Monitored Process Fields |
Field Description |
state |
The keepalive state for the process/daemon, which is one
of:
- start
- Process is being started.
- ok
- Process is running
- dead
- Process is not running, but will go to respawn (if it has not reached
its failure limit) or down (if it has reached its failure limit).
- down
- Process is down because it has reached its failure limit or is a member
of a group that is down because one of its members went down.
- respawn
- Process is being restarted and will go to ok if successful or dead if
not successful.
- shutdown
- Process has been shut down. If it is a member of a group that was
shut down because a critical member of the group failed, it goes to respawn.
- daemonize
- Process is daemonizing itself and will go to ok if successful or dead
if not successful.
|
pid
| The current process identification number (PID) of the process/daemon.
|
node number
| The number of the node on which the process/daemon is running.
|
full path to process
| The complete path to the process/daemon.
|
argument list |
The arguments (if any) used by keepalive to distinguish this
process/daemon from others by the same name. |
child of keepalive
| Set TRUE if the process is a child of keepalive; otherwise (such as
when daemonization recovery is underway), set FALSE.
|
daemonization recovery
| Set TRUE if the process has daemonized itself; otherwise, set
FALSE.
|
pinned |
Indicates whether the process/daemon has been designated to run on one
or more specific nodes in the cluster. If set TRUE, the process/daemon
is pinned to one or more nodes. If set FALSE, the process/daemon can
float (migrate) among the nodes in the cluster. |
lastexeced |
Indicates when the process/daemon was last started. |
process first died |
Indicates the first time the process/daemon stopped before being
restarted. |
process last died |
Indicates the last time the process/daemon stopped before being
restarted |
min. respawn |
Specifies the number of seconds the process/daemon must run before it
is eligible for restarting. |
num. errors |
The number of errors (such as process/daemon failures) that have
occurred during the current probation period, which starts when the
process/daemon fails and the error count is set to one (1). The error
count includes process/daemon failures, node rejections by the
process/daemon (see -c reject option), and node failures. |
total errors |
Specifies the total number of errors since the process/daemon was
first started. See num_errors for the events included in the error
count. |
max. errors during probation |
Specifies the maximum number of errors (process/daemon failures)

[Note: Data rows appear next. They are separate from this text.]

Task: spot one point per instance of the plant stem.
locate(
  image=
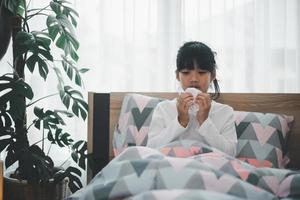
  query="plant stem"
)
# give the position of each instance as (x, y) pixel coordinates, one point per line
(30, 126)
(30, 104)
(65, 161)
(43, 134)
(49, 149)
(39, 141)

allowed before keepalive will no longer respawn the process/daemon
(leaving the process/daemon in the down state). The maximum number of
errors must occur during the specified probation period in order for the
process/daemon to be left in the down state. |
probation period |
Specifies the time, in seconds, during which the number of errors
specified by max_errors_during_probation must occur in order for the
process/daemon to be taken to the down state. |
registration policy |
One of the following methods by which the process/daemon is
registered: Name, meaning keepalive looks for the process/daemon
by name (the -a and -o options were not used to register
the process/daemon); Argument List, meaning keepalive looks for
the process/daemon by name and argument list (the -a option was
used); PID, meaning keepalive looks for the process/daemon by
process ID (-o option was used).
|
node selection policy |
Identifies the node selection policy as specified by the -Z
option. |
favored node |
The node on which the process/daemon is executed, as specified by the -F
option. If no node is specified, this value is None. |
backup nodes
| Specifies the nodes on which the process/daemon is executed if the
favored node is unavailable. If no nodes are specified, this value is
None.
|
rejected nodes
| A list of nodes that the process/daemon has rejected or the keepalive
node selection policy has rejected.
|
termwait
| The time interval (in seconds) that keepalive gives the process/daemon
to shut down before sending it a SIGKILL signal. |
euid |
The user identification number of the process/daemon. |
egid |
The group identification number of the process/daemon. |
startup script |
The name of the script that keepalive executes when it starts
the process/daemon. |
shutdown script
| The name of the script that keepalive executes when it shuts
down the process/daemon.
|
process failure recovery script |
The name of the script that keepalive executes when it restarts
the process/daemon after it fails. |
node failure recovery script |
The name of the script that keepalive executes when it restarts
a process/daemon whose node has failed. |
down script |
The name of the script that keepalive executes when a
process/daemon enters the down state. |
group |
The name of the registration group to which the process/daemon
belongs. If the process/daemon does not belong to a group, None is
displayed. |
critical group process |
Set to TRUE or FALSE to indicate whether or not the process/daemon is
critical to its group. Set to N/A if the process/daemon is not a member
of a group. |
reject node exit code |
Exit code specified by -c reject option. Set to None if the
process/daemon was not registered with the -c reject option. |
down exit code |
Exit code specified by -c down option. Set to None if the
process/daemon was not registered with the -c down option. |
exit status returned
| If a process/daemon is not running, this is the exit code associated
with the most recent failure/exit. If a process/daemon is running, None
is reported.
|
last pid
| The PID of the last failed process/daemon in this slot.
|
slot
| The slot number of the process/daemon in this table.
|